1805.

Vi por la ventana el diamante de Venus en el cielo que se irá para siempre, la enredadera nueva cuyas campánulas amarillas probablemente no veré florecer el sábado siguiente en la casa que, seguramente cerrará por la partida, siento los últimos fulgores de la vida que nunca más, por los siglos de los siglos volverá a repetirse. Sin embargo, ¿te resulta extraño que piense en ti a pocos pasos del final de los días? 

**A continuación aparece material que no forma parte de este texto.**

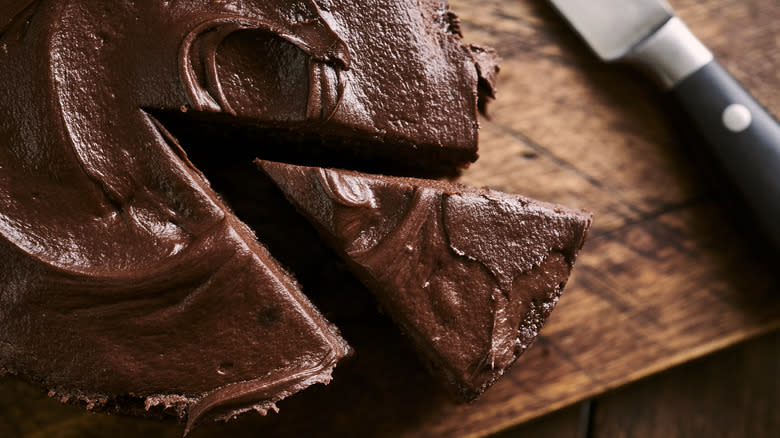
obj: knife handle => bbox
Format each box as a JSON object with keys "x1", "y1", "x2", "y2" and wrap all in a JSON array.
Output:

Me pregunto si el momento está sobre nosotros... 
Es tangible que la suerte de los tantos amores que los vientos un día se llevaron de mi corazón este echada y la última hora haya llegado; tengo justo frente a mis ojos el mar Caribe, azul y plata, en la inmensidad de su belleza diáfana, agitado como mi alma por las grandes tempestades que no han parado de sembrar dudas que atormentan a mi sufrido corazón; a mi espalda se levanta el macizo imponente de la Sierra Nevada de Santa Marta con sus antiguos picos coronados de nieve impoluta como nuestros ensueños de 1805, por los cuales pierde importancia si el tiempo ingrato y profundamente cruel me hace envejecer, obligándome a perder mis bríos porque al recordar la suavidad de tu piel vuelven a florecer con ansias mis sentidos. Por sobre mí, el cielo más bello de toda América, la más hermosa sinfonía de colores, el más grandioso derroche de luz.

Por esas memorias, ningún paisaje será suficiente en comparación a tu belleza, idílica encarnación de Afrodita, porque aún en la oscuridad que se adueña del silencio de las noches veraniegas sólo quedas tú como ilusión serafina señoreando el infinito, dominando la eternidad de los instantes de bohemia de los que nuestros cuerpos fueron testigos.